Give them reason to care about you.
- Vision focuse
It’s your dream that will captivate your audience. You want to share your vision so it becomes their vision.
The work you are doing is important but it’s not what compels people to care. Same with the facts and figures. The details and the numbers are there to validate the decision your audience has already made based on emotion.
The gist of your message is this: There is a problem and we can solve it or There is a need an we can fill it.
- Practice delivery.
Practice really does pay. Whether you do it in the bathroom mirror or in front of a speech coach, practice improves your delivery.
You may consider getting outside help or joining a speaking group, like Toastmasters, to develop your skills. Toastmasters takes you through a series of 10 speeches, each one focusing on a specific skill.
Eliminating filler words (ums and ahs), using body language, varying your volume and speaking persuasively are all skills that come from practice.
- Be prepared.
Preparation is about more than practice. Make a checklist and give yourself time to be ready.

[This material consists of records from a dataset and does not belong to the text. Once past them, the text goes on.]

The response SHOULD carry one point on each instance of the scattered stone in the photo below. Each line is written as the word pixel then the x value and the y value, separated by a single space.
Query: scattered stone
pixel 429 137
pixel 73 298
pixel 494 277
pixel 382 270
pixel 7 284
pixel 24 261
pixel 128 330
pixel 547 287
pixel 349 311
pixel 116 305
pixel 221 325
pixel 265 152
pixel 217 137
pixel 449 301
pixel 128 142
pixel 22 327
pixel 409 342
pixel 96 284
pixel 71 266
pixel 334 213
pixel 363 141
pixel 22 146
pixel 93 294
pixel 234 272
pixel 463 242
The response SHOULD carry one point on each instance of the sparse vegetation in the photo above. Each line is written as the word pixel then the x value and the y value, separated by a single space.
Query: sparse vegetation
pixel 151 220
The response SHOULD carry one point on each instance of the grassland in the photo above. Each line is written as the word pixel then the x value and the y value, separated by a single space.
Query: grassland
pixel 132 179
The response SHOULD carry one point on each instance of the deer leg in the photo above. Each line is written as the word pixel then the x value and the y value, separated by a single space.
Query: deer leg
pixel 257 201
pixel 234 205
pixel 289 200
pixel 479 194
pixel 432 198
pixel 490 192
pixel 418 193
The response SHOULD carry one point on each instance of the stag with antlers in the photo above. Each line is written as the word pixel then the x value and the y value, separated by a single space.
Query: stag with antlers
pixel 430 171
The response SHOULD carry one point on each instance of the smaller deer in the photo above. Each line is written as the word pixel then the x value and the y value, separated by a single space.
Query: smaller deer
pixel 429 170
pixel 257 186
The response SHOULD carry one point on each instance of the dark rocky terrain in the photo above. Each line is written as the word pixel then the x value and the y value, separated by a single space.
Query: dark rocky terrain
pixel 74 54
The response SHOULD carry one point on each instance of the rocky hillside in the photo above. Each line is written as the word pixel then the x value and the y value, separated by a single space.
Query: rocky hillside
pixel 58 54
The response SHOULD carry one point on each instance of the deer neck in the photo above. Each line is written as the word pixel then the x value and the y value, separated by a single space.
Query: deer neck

Arrive early. Lateness might make someone else mad but mostly it’s going to through you off your game.
Dress for success. Wear clothing that is comfortable but neat, clean and business like. Being well groomed makes you feel good and eliminates obstacles for your audience.
Use great visuals or none at all. We’ve all seen too many bad PowerPoints.
Know the names you need to know. Review your notes. Smile. Yes, a really big smile.
After you pitch, listen carefully to the feedback. There is nothing more off-putting than someone asking for help and then not listening when it is offered.
Be open to whatever feedback you get.
If you are speaking to a large audience, have someone critique your presentation so you can review later.